Dari perspektif psikologi sosial, sound horeg adalah peristiwa kolektif yang sarat makna. Ia mencerminkan kebutuhan manusia untuk menegaskan identitas dalam kelompok. Di sana, ada rasa memiliki, rasa setara, dan rasa bebas. Dalam komunitas yang berkumpul dan menari di bawah sorotan lampu PAR atau moving head dan debu jalanan, mereka tidak sedang mengabaikan norma. Mereka sedang menciptakan norma baru yang terasa lebih jujur bagi hidup mereka. Suara dentuman yang terdengar seperti berlebihan bagi sebagian orang, justru adalah bentuk katarsis bagi yang lain. Mereka telah terlalu lama ditekan oleh tuntutan, stigma, atau sekadar kehidupan yang tak memberi ruang untuk mengekspresikan keberadaan. Bukan lewat diskusi dan unjuk rasa, bass dan treble itu menjadi bentuk tubuh baru dari ekspresi—yang tidak selalu bisa dijelaskan dengan kata-kata, tapi terasa menggetarkan sampai ke tulang.
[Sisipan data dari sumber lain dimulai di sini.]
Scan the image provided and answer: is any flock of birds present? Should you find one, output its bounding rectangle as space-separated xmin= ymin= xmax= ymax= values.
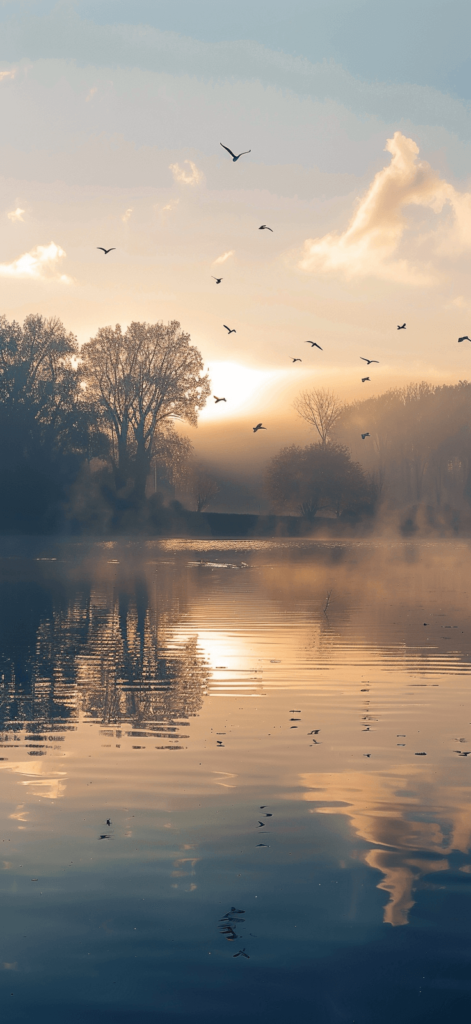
xmin=96 ymin=142 xmax=471 ymax=440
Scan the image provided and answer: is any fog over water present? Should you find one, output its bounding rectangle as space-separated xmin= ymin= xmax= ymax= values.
xmin=0 ymin=539 xmax=471 ymax=1024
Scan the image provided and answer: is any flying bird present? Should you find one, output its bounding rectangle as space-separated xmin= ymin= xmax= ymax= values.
xmin=219 ymin=142 xmax=252 ymax=163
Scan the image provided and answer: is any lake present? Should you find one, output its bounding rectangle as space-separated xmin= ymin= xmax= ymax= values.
xmin=0 ymin=538 xmax=471 ymax=1024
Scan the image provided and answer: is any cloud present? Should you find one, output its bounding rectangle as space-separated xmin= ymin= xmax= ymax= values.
xmin=7 ymin=206 xmax=26 ymax=220
xmin=0 ymin=242 xmax=71 ymax=284
xmin=299 ymin=131 xmax=471 ymax=285
xmin=211 ymin=249 xmax=236 ymax=266
xmin=170 ymin=160 xmax=203 ymax=185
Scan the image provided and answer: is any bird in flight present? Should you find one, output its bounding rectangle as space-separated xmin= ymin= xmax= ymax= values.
xmin=219 ymin=142 xmax=252 ymax=163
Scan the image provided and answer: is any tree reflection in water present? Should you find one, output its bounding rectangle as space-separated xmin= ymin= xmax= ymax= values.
xmin=0 ymin=572 xmax=209 ymax=754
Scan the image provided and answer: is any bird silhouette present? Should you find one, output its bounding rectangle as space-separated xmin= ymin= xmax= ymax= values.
xmin=219 ymin=142 xmax=252 ymax=163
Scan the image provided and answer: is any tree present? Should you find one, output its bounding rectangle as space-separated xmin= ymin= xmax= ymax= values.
xmin=294 ymin=388 xmax=343 ymax=446
xmin=0 ymin=314 xmax=92 ymax=529
xmin=265 ymin=442 xmax=374 ymax=519
xmin=188 ymin=465 xmax=219 ymax=512
xmin=82 ymin=321 xmax=210 ymax=501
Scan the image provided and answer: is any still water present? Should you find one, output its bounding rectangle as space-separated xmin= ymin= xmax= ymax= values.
xmin=0 ymin=539 xmax=471 ymax=1024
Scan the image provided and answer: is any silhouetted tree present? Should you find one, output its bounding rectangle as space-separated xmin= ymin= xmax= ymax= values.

Fenomena ini tidak berhenti di ranah hiburan. Ia menyentuh soal ruang publik, soal keadilan atas siapa yang berhak membuat keramaian, dan soal siapa yang punya legitimasi untuk bersuara keras. Kita melihat masyarakat yang selama ini tak mampu membayar tiket dugem, tak tahu rasanya minum di lounge mahal, atau mungkin merasa malu untuk menari di tempat elite. Mereka menciptakan ulang dunia itu dengan caranya sendiri. Tapi bukan tanpa risiko. Pelarangan, teguran moral, hingga fatwa keagamaan menghujani mereka. Lalu, dengan cerdas, istilah baru pun lahir: sound festival mengganti istilah sound horeg yang disemati label haram. Sebuah cara melawan bukan dengan keras, tapi dengan kosa kata.
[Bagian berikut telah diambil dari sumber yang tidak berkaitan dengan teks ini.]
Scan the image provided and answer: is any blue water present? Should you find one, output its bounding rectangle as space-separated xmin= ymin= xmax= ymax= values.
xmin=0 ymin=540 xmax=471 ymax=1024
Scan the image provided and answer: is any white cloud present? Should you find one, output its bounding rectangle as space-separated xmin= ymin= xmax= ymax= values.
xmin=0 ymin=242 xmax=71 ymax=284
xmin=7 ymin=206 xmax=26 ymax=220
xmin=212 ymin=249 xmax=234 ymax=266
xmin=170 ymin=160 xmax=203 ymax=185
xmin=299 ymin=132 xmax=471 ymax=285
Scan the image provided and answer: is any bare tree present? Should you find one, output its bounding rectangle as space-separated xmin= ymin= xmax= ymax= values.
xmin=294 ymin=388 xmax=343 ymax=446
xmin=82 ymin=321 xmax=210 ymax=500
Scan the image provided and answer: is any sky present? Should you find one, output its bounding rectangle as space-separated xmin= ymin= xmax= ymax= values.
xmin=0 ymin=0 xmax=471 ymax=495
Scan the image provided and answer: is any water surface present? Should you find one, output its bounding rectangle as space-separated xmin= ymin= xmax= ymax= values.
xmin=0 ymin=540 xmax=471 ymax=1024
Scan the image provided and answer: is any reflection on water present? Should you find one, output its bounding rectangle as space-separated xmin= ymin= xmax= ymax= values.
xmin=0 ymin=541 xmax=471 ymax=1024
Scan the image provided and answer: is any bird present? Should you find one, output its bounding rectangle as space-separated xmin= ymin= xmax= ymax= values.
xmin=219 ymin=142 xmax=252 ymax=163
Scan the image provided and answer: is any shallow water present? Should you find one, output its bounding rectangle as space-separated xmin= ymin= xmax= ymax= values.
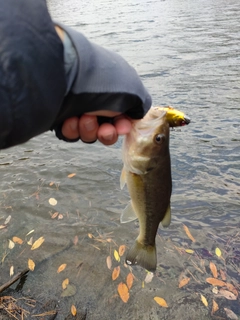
xmin=0 ymin=0 xmax=240 ymax=319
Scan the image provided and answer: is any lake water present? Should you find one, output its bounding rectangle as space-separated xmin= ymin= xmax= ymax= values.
xmin=0 ymin=0 xmax=240 ymax=320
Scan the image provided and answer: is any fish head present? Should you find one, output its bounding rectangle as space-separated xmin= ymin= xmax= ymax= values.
xmin=123 ymin=107 xmax=169 ymax=174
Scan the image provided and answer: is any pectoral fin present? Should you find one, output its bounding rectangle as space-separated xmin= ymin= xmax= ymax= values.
xmin=161 ymin=204 xmax=171 ymax=228
xmin=120 ymin=201 xmax=137 ymax=223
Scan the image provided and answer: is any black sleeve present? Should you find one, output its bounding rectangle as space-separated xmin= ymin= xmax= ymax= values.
xmin=0 ymin=0 xmax=66 ymax=149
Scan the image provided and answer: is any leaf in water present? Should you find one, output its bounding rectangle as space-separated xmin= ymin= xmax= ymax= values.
xmin=126 ymin=272 xmax=134 ymax=290
xmin=209 ymin=262 xmax=218 ymax=278
xmin=106 ymin=256 xmax=112 ymax=270
xmin=118 ymin=244 xmax=126 ymax=257
xmin=13 ymin=237 xmax=23 ymax=244
xmin=61 ymin=284 xmax=77 ymax=297
xmin=118 ymin=282 xmax=129 ymax=303
xmin=206 ymin=278 xmax=226 ymax=287
xmin=154 ymin=297 xmax=168 ymax=308
xmin=8 ymin=239 xmax=15 ymax=249
xmin=68 ymin=173 xmax=76 ymax=178
xmin=212 ymin=300 xmax=219 ymax=313
xmin=215 ymin=248 xmax=222 ymax=257
xmin=71 ymin=304 xmax=77 ymax=317
xmin=62 ymin=278 xmax=69 ymax=290
xmin=218 ymin=288 xmax=237 ymax=300
xmin=183 ymin=224 xmax=196 ymax=242
xmin=57 ymin=263 xmax=67 ymax=273
xmin=28 ymin=259 xmax=35 ymax=271
xmin=178 ymin=278 xmax=190 ymax=288
xmin=224 ymin=308 xmax=238 ymax=320
xmin=48 ymin=198 xmax=57 ymax=206
xmin=200 ymin=294 xmax=208 ymax=307
xmin=144 ymin=272 xmax=154 ymax=283
xmin=9 ymin=266 xmax=14 ymax=277
xmin=31 ymin=237 xmax=45 ymax=250
xmin=114 ymin=250 xmax=120 ymax=262
xmin=112 ymin=266 xmax=120 ymax=281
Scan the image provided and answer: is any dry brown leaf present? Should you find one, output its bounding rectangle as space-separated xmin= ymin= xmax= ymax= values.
xmin=183 ymin=224 xmax=196 ymax=242
xmin=126 ymin=272 xmax=134 ymax=290
xmin=62 ymin=278 xmax=69 ymax=290
xmin=178 ymin=278 xmax=190 ymax=288
xmin=106 ymin=256 xmax=112 ymax=270
xmin=71 ymin=304 xmax=77 ymax=317
xmin=13 ymin=237 xmax=23 ymax=244
xmin=154 ymin=297 xmax=168 ymax=308
xmin=57 ymin=263 xmax=67 ymax=273
xmin=206 ymin=278 xmax=226 ymax=287
xmin=118 ymin=282 xmax=129 ymax=303
xmin=118 ymin=244 xmax=126 ymax=257
xmin=200 ymin=294 xmax=208 ymax=307
xmin=28 ymin=259 xmax=35 ymax=271
xmin=209 ymin=262 xmax=218 ymax=278
xmin=31 ymin=237 xmax=45 ymax=250
xmin=112 ymin=266 xmax=120 ymax=281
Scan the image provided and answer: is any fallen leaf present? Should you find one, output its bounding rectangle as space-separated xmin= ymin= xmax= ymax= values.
xmin=106 ymin=256 xmax=112 ymax=270
xmin=209 ymin=262 xmax=218 ymax=278
xmin=68 ymin=173 xmax=76 ymax=178
xmin=118 ymin=282 xmax=129 ymax=303
xmin=212 ymin=300 xmax=219 ymax=313
xmin=215 ymin=248 xmax=222 ymax=257
xmin=126 ymin=272 xmax=134 ymax=290
xmin=28 ymin=259 xmax=35 ymax=271
xmin=57 ymin=263 xmax=67 ymax=273
xmin=118 ymin=244 xmax=126 ymax=257
xmin=178 ymin=278 xmax=190 ymax=288
xmin=62 ymin=278 xmax=69 ymax=290
xmin=13 ymin=237 xmax=23 ymax=244
xmin=71 ymin=304 xmax=77 ymax=317
xmin=206 ymin=278 xmax=226 ymax=287
xmin=112 ymin=266 xmax=120 ymax=281
xmin=200 ymin=294 xmax=208 ymax=307
xmin=48 ymin=198 xmax=57 ymax=206
xmin=154 ymin=297 xmax=168 ymax=308
xmin=31 ymin=237 xmax=45 ymax=250
xmin=113 ymin=250 xmax=120 ymax=262
xmin=183 ymin=224 xmax=196 ymax=242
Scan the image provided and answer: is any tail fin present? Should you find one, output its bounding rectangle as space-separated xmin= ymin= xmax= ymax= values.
xmin=126 ymin=240 xmax=157 ymax=272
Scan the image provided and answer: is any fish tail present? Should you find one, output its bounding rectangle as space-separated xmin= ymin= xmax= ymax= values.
xmin=126 ymin=240 xmax=157 ymax=272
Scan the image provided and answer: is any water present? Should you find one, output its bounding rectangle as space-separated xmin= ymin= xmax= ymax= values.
xmin=0 ymin=0 xmax=240 ymax=319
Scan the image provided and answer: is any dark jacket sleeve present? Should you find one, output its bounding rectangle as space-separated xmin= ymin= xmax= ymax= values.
xmin=0 ymin=0 xmax=66 ymax=149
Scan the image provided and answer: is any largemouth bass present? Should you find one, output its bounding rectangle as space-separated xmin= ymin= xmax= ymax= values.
xmin=120 ymin=107 xmax=190 ymax=271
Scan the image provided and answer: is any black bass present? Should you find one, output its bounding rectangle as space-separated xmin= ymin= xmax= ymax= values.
xmin=120 ymin=107 xmax=190 ymax=271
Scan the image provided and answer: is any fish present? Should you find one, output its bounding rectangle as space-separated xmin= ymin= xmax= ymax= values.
xmin=120 ymin=107 xmax=190 ymax=272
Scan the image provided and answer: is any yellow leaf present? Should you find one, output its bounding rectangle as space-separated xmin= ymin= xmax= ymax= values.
xmin=209 ymin=262 xmax=218 ymax=278
xmin=183 ymin=224 xmax=196 ymax=242
xmin=28 ymin=259 xmax=35 ymax=271
xmin=154 ymin=297 xmax=168 ymax=308
xmin=112 ymin=266 xmax=120 ymax=281
xmin=215 ymin=248 xmax=222 ymax=257
xmin=118 ymin=244 xmax=126 ymax=257
xmin=114 ymin=250 xmax=120 ymax=262
xmin=71 ymin=304 xmax=77 ymax=317
xmin=201 ymin=294 xmax=208 ymax=307
xmin=62 ymin=278 xmax=69 ymax=290
xmin=68 ymin=173 xmax=76 ymax=178
xmin=118 ymin=282 xmax=129 ymax=303
xmin=57 ymin=263 xmax=67 ymax=273
xmin=48 ymin=198 xmax=57 ymax=206
xmin=13 ymin=237 xmax=23 ymax=244
xmin=31 ymin=237 xmax=45 ymax=250
xmin=126 ymin=272 xmax=134 ymax=290
xmin=178 ymin=278 xmax=190 ymax=288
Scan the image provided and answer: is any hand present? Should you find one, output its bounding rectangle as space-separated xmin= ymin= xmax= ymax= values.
xmin=62 ymin=110 xmax=132 ymax=145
Di titik ini, kita bisa membaca sound horeg sebagai petanda zaman. Ini bukan sekadar tentang bunyi. Ini tentang bagaimana masyarakat bawah menolak dimatikan oleh sistem yang terlalu lama hanya mengatur tanpa mendengar. Ini tentang tubuh-tubuh yang menari bukan karena sedang berpesta, tapi karena sedang membebaskan diri. Ini tentang keberanian untuk berkata, “Kami juga punya malam, kami juga ingin bahagia.”
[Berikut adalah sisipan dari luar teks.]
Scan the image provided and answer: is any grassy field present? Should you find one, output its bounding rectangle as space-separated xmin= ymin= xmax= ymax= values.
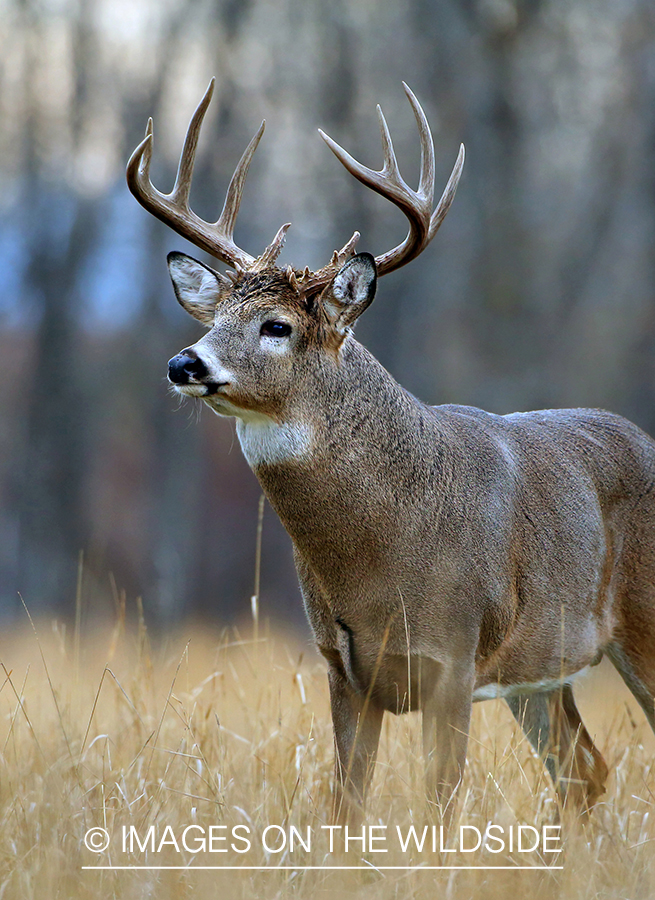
xmin=0 ymin=604 xmax=655 ymax=900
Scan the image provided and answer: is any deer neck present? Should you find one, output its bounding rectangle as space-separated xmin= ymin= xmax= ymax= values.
xmin=237 ymin=338 xmax=439 ymax=561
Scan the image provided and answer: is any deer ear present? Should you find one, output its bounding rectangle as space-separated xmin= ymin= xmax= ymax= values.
xmin=167 ymin=251 xmax=224 ymax=325
xmin=322 ymin=253 xmax=377 ymax=334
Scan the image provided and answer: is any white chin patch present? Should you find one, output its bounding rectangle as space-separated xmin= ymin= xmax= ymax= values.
xmin=237 ymin=415 xmax=312 ymax=469
xmin=173 ymin=384 xmax=207 ymax=397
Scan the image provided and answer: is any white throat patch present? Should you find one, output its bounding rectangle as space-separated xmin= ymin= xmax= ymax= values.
xmin=237 ymin=416 xmax=312 ymax=469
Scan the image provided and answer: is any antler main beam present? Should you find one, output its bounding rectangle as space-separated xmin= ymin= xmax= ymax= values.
xmin=319 ymin=82 xmax=464 ymax=275
xmin=127 ymin=78 xmax=464 ymax=294
xmin=127 ymin=78 xmax=289 ymax=272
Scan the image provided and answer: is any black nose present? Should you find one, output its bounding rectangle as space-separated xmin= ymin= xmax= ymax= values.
xmin=168 ymin=348 xmax=207 ymax=384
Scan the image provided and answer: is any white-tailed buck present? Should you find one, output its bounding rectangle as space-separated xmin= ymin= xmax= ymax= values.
xmin=127 ymin=82 xmax=655 ymax=821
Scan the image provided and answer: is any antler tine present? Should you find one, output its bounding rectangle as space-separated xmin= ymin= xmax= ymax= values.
xmin=127 ymin=78 xmax=276 ymax=272
xmin=170 ymin=78 xmax=216 ymax=209
xmin=403 ymin=81 xmax=434 ymax=206
xmin=214 ymin=119 xmax=266 ymax=239
xmin=319 ymin=84 xmax=464 ymax=275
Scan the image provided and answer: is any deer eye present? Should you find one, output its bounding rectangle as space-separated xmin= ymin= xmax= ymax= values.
xmin=259 ymin=319 xmax=291 ymax=337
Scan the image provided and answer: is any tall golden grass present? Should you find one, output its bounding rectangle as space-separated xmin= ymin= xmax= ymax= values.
xmin=0 ymin=596 xmax=655 ymax=900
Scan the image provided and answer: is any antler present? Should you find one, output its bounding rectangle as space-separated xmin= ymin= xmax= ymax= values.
xmin=127 ymin=78 xmax=289 ymax=272
xmin=317 ymin=82 xmax=464 ymax=275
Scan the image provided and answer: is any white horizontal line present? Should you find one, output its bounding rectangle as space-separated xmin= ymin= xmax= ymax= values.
xmin=82 ymin=865 xmax=564 ymax=872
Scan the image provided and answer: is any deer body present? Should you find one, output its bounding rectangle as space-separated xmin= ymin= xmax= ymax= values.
xmin=128 ymin=79 xmax=655 ymax=821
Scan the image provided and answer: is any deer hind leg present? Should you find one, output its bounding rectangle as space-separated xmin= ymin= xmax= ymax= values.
xmin=421 ymin=667 xmax=473 ymax=826
xmin=328 ymin=665 xmax=384 ymax=826
xmin=604 ymin=641 xmax=655 ymax=732
xmin=507 ymin=684 xmax=608 ymax=811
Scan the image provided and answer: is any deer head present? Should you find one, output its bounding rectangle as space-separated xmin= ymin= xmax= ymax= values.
xmin=127 ymin=79 xmax=464 ymax=421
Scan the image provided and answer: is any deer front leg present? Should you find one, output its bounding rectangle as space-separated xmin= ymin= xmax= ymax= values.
xmin=328 ymin=664 xmax=384 ymax=826
xmin=422 ymin=667 xmax=474 ymax=825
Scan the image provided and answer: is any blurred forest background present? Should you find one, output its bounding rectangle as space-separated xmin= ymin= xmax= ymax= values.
xmin=0 ymin=0 xmax=655 ymax=624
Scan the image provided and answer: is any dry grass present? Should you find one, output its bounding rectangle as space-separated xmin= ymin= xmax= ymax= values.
xmin=0 ymin=608 xmax=655 ymax=900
Bagi kita yang hanya menjadi penonton fenomena ini di layar ponsel, barangkali perlu sejenak berhenti tertawa. Sebab mereka yang kita ledek sebagai “kampungan” atau “gangguan sosial”, sedang menjalani bentuk keberadaan yang tidak diberikan oleh kota atau negara. Mereka tidak sedang mencoba masuk ke dunia kita. Mereka sedang menciptakan dunianya sendiri, yang bisa jadi lebih jujur daripada ruang-ruang elite yang pura-pura rapi tapi penuh luka diam-diam.
Dan bagi siapa pun yang berada di tengah sound system itu, yang menata kabel, menyusun speaker, menari dalam debu, atau memutar lagu-lagu remix dari YouTube yang dipirsa ribuan orang: semoga kalian tetap sadar bahwa volume itu, bukan sekadar hiburan. Jangan biarkan suara itu memekakkan telinga kalian sendiri dan hati orang lain. Jadikan ia gema kesadaran bahwa setiap getaran punya tanggung jawab. Bahwa dalam hak untuk bersuara, ada juga hak orang lain untuk mendengar dengan damai.
Mungkin ini bukan tentang Thomas Alva Edi Sound. Tapi tentang kita semua—yang sedang belajar, bahwa suara bisa menjadi jembatan, atau bisa menjadi jurang. Tinggal kita pilih mau berdiri di sisi mana.
Eddy Prastyo | Editor in Chief | Suara Surabaya Media
“Menyimak yang bising, menafsir yang tak terdengar.”